Epidyolex (cannabidiol) approved for the treatment of seizures in patients with two rare, severe forms of childhood-onset epilepsy.

The approval of Epidyolex marks a significant milestone, offering patients and their families the first in a new class of epilepsy medicines and the first and only EMA-approved CBD medicine to treat two severe and life-threatening forms of childhood-onset epilepsy,” said Justin Gover, GW’s CEO. “This approval is the culmination of many years of dedication and collaboration between GW, physicians and the epilepsy community. We believe patients and physicians deserve access to rigorously tested and evaluated cannabis-based medicines, manufactured to the highest standards and approved by medicines regulators, and we are delighted to be the first to offer this solution to the epilepsy community.”

The approval of cannabidiol oral solution is based on results from four randomised, controlled Phase III trials. These studies incorporate data from more than 714 patients with either LGS or Dravet syndrome, two rare forms of epilepsy with high morbidity and mortality rates, which place a significant burden on families and caregivers. Many patients with LGS or Dravet syndrome have multiple seizures per day, which puts them at ongoing risk of falls and injury. Despite current anti-epileptic drug treatment, both of these severe forms of epilepsy remain highly treatment-resistant.

“The approval of cannabidiol oral solution is an important milestone for patients and families whose lives are significantly impacted by these rare, complex and life-long forms of epilepsy,” said Isabella Brambilla, Chairman, Dravet Syndrome European Federation. “We are very happy that patients will now have access to a much-needed, new treatment option, and one routed through a rigorous clinical trials programme and licensed by the EMA.”

“LGS and Dravet syndrome are two of the most severe and difficult-to-treat forms of childhood-onset epilepsy, with few patients achieving adequate seizure control,” said Professor Elinor Ben-Menachem, University of Goteborg, Sahlgren Academy and Hospital in Sweden. “The EMA approval of EPIDYOLEX will bring hope to patients and families, with the potential to better control seizures and improve quality of life.”

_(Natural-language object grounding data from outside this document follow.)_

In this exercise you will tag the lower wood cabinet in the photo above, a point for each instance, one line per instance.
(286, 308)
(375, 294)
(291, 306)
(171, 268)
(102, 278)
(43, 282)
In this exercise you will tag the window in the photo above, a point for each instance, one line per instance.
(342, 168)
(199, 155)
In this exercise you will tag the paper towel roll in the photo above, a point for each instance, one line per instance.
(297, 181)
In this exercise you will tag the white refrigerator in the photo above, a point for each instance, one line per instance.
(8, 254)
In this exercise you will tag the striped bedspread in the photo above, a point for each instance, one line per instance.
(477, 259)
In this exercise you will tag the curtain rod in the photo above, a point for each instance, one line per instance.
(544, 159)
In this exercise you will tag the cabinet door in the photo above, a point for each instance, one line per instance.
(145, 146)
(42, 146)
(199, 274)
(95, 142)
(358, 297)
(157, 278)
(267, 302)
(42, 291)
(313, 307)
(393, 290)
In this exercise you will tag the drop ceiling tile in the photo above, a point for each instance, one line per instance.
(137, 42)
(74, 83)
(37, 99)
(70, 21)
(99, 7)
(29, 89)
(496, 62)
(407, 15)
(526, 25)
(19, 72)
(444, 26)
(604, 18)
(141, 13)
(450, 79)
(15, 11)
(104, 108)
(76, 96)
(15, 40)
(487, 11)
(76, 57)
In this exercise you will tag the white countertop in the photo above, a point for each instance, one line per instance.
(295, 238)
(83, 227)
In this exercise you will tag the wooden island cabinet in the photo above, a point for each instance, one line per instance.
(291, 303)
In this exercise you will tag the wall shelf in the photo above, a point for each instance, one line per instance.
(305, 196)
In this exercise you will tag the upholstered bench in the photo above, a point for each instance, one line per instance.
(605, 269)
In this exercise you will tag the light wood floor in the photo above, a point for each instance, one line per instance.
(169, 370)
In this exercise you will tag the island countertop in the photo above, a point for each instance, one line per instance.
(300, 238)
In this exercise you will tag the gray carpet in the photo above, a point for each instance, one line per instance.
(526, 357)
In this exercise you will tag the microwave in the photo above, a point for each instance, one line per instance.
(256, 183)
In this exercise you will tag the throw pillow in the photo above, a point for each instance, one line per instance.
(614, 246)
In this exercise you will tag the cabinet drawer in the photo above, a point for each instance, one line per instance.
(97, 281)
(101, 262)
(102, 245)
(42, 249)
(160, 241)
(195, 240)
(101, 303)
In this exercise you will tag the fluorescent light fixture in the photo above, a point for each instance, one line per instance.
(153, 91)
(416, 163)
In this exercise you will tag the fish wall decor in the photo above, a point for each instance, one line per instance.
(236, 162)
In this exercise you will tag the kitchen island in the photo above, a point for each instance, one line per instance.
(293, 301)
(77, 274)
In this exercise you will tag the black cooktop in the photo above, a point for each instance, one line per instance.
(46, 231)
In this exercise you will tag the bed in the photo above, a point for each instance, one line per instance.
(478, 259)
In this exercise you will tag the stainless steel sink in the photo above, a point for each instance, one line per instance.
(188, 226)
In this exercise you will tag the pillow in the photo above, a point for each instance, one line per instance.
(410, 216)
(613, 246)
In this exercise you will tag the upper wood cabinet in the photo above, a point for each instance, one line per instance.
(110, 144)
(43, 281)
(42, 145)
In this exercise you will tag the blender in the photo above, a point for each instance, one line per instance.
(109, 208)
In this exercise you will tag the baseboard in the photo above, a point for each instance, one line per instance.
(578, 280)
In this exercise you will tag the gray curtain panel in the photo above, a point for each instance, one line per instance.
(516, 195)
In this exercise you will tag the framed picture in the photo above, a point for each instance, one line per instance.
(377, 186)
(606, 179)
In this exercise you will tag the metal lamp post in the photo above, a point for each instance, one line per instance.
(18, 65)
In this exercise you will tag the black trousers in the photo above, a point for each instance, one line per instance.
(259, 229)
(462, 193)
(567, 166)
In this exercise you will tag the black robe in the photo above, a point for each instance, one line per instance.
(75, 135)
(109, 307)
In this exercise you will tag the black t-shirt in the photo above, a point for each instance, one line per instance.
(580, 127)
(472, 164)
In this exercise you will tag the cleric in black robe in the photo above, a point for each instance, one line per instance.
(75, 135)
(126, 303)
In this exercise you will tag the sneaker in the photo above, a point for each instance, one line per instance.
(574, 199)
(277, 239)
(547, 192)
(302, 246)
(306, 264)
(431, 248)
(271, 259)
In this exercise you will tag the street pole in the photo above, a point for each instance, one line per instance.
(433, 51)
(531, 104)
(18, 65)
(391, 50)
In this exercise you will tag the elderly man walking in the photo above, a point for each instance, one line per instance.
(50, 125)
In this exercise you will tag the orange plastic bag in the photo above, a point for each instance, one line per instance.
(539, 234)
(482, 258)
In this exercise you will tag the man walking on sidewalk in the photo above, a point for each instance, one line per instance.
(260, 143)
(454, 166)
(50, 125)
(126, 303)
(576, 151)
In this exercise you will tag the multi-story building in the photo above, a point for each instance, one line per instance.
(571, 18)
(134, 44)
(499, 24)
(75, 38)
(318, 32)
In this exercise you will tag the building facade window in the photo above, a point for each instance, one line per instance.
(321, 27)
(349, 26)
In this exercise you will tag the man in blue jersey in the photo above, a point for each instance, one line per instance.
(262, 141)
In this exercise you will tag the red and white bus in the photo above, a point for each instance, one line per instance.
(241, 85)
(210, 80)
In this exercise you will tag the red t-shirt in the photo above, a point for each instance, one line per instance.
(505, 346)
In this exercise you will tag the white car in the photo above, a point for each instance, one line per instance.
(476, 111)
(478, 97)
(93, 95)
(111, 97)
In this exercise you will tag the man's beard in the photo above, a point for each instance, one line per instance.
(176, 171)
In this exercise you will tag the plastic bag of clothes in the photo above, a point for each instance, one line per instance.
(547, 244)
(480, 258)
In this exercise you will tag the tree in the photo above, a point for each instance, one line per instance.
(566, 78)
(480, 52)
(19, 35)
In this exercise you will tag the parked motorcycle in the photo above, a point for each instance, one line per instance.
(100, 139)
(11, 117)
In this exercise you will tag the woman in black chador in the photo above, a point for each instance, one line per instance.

When added to other anti-epileptic therapies, Epidyolex significantly reduced the frequency of seizures in patients with LGS and Dravet syndrome. The most common adverse reactions that occurred in patients treated with the medicine were somnolence, decreased appetite, diarrhoea, pyrexia, fatigue and vomiting. GW’s development programme represents the only well-controlled clinical evaluation of a cannabinoid medication for patients with LGS and Dravet syndrome.

GW’s cannabidiol oral solution was approved by the FDA in June 2018 under the trade name Epidiolex for the treatment of seizures associated with LGS or Dravet syndrome in patients 2 years of age or older.

The EC decision is valid in all 28 countries of the European Union, alongside Norway, Iceland and Liechtenstein.